In this project, we adapt T-Mem to work in Xen-ARM. The platform we use is nVidia’s Tegra board. Currently available Xen-ARM version is 3.0.1, while the oldest T-Mem is for Xen 3.3.1. To enable T-Mem on Xen-ARM, we had to solve Xen version, 32-bit architecture, and ARM architecture related issues. Following are some of the details involved in the porting task.

T-Mem sources: Even though T-Mem is officially included into Xen 4.0, it is not a good idea to use those sources for Xen-ARM because Xen-ARM is still based on Xen 3.0.1 version. We decided to use T-Mem sources released for Xen 3.3.1 to minimize the version mismatch issues.
32 bit architecture issue: The hardest problem of T-Mem porting task is that T-Mem has been designed mainly for 64-bit architecture machines. 32-bit machine has only 4GB address space, and most of that space is used for guest OS. Xen heap and dom heap sizes are small due to the cramped address space. Because T-Mem is designed to use dom heap, without adequate modifications, the T-Mem's memory pool size is limited only to few mega bytes. To solve this problem, we separated T-Mem data page frames from memory used for storing T-Mem data structures, and modified T-Mem memory allocator to use page frames without address space allocation.
Linux Patch: To use T-Mem, Linux kernel needs to be modified. Fortunately, there is an available T-Mem patch for Linux-2.6.29, and relatively small amount of modifications were required (primarily related with the T-Mem specific hyper-calls).
T-Mem statistics in /proc file-system: To easily access T-Mem statistics, we use /proc interface. We create /proc/T-Meminfo file virtually, and provide T-Mem internal statistics to Linux.

Snapshot of Performance Results

We have conducted micro-measurements of the T-MEM operations such as put-page and get-page. Table below shows a comparison of these operations in comparison to storage devices. In mobile devices, a MicroSDHC card is often used as swap device, and as we can see from the result, T-Mem is 15,462 times faster than measured MicroSDHC card.

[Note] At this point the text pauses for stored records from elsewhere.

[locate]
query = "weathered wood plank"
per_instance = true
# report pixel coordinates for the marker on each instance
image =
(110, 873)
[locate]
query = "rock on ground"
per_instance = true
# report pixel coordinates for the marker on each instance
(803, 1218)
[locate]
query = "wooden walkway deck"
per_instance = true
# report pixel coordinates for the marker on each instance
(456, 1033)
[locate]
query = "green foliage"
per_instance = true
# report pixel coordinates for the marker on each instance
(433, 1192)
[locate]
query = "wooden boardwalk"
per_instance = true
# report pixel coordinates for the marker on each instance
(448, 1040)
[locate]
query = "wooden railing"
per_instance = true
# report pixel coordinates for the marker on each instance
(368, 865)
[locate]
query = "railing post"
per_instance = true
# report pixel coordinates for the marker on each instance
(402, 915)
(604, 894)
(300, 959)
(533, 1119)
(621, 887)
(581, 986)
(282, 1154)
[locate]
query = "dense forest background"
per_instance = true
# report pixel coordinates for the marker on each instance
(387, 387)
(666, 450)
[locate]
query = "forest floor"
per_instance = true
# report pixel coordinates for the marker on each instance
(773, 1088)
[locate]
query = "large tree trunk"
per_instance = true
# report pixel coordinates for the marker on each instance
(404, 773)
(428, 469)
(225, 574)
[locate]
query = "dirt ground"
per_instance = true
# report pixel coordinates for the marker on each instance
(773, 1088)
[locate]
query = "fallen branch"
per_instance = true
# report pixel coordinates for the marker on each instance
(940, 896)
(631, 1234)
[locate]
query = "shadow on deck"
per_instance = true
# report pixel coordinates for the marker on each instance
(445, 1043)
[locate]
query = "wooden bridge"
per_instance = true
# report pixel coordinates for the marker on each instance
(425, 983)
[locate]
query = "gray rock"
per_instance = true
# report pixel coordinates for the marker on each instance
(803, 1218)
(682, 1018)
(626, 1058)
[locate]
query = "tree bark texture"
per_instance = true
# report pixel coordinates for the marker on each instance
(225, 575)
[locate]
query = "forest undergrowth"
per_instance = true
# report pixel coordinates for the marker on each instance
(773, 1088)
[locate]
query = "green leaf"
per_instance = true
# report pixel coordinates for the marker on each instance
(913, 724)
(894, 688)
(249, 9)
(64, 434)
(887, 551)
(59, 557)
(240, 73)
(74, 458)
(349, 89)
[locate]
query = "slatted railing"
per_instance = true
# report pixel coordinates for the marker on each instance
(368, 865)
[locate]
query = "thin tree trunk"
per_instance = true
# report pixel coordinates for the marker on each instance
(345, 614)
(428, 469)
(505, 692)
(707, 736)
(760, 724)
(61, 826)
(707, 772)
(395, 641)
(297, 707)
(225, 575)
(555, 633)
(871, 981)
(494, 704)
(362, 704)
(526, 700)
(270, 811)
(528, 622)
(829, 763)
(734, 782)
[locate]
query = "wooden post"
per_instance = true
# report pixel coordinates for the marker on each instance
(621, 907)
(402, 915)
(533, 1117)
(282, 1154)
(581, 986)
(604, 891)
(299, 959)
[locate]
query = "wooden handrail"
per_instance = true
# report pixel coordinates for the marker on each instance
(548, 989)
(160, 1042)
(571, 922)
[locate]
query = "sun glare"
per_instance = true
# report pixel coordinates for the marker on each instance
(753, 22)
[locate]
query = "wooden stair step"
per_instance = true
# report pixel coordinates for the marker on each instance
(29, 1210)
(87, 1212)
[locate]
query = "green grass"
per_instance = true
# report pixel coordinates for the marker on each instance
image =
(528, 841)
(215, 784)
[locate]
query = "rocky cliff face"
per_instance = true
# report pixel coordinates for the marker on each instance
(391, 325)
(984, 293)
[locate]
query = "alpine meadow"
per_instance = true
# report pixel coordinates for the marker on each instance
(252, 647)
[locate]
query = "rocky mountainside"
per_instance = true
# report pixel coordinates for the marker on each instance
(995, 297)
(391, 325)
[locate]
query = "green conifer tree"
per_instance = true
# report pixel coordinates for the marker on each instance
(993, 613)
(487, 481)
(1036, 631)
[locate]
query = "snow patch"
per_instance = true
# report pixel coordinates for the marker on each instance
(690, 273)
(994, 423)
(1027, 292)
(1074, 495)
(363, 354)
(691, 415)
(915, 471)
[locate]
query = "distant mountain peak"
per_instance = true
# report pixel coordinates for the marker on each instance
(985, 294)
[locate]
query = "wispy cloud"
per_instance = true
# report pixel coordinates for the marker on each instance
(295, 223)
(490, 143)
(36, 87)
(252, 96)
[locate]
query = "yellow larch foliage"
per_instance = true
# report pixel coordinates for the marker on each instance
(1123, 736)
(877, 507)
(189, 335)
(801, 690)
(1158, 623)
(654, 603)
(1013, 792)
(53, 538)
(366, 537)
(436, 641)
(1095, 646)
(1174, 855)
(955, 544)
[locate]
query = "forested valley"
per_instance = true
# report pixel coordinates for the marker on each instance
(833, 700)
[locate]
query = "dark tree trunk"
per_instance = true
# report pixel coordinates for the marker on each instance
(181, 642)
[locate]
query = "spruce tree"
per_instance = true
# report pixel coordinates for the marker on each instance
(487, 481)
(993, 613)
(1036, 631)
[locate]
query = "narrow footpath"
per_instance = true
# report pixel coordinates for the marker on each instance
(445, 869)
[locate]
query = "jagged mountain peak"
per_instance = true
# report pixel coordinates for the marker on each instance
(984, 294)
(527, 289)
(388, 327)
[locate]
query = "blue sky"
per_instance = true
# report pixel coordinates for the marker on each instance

Storage Device	Possible Swap Op. / second	Comparison with T-Mem
T-Mem	47846.9	-
2.5inch 5400RPM HDD 80GB	63.8	X 750 slower
SAMSUNG SLC SSD 64GB	146.6	X 326 slower
Kingston MLC SSD 64GB	52.4	X 914 slower
USB Memory Stick 2GB	3.7	X13,015 slower
Kingston MicroSDHC 16GB	3.1	x15,462 slower

We have also developed demonstration application to showcase the working of T-MEM as memory pressure builds up in different domains. The application uses two client programs running on the Tegra board making dynamic memory requests as dictated by a server program running on a network connected Linux box. The following snapshot represents the results generated in a scenario where the workload is generated statically at the server side and the client side memory allocation happens incrementally.

graphs of mem

This goal of this project was to implement dynamic memory resource management in a virtualized embedded system. Using nVidia’s Tegra board and Xen-ARM distribution from Samsung, we have successfully implemented transcendental memory for use by guest operating systems executing on top of Xen-ARM to deal with dynamic memory pressure. We have conducted preliminary performance measurements of our implementation to validate the utility of transcendental memory as an intermediate level in the memory hierarchy between RAM and stable storage. Complete details can be found in the final project report delivered to Samsung.

3. Research Artifacts

Sang-bum Suh, Xiang Song, Jatin Kumar, Dushmanta Mohapatra, Umakishore Ramachandran, Jung-Hyun Yoo, and Ilpyung Park, 2008. “Chameleon: A Capability Adaptation System for Interface Virtualization,” MobiVirt 2008, Workshop on Virtualization in Mobile Computing Held in conjunction with MobiSys 2008, Breckenridge, Colorado, USA, June 17, 2008.
Xiang Song, Dushmanta Mohapatra, Umakishore Ramachandran, Sang-bum Suh, Junghyun Yoo, 2009. “Capability Adaptation System for Interface Virtualization,” Invention Disclosure filed jointly by Georgia Tech and Samsung.
Dushmanta Mohapatra, Umakishore Ramachandran, Xiang Song, Jatin Kumar, Sang-bum Suh, “Virtualized Approach Towards Achieving Seamless Mobility,” School of Computer Science, Technical Report GT-CS-10-13, Georgia Tech, 2010.
Umakishore Ramachandran, Dushmanta Mohapatra, Hyojun Kim, “Memory Resource Management
In Virtualized Embedded Devices,” Final Project Report, November 23, 2010.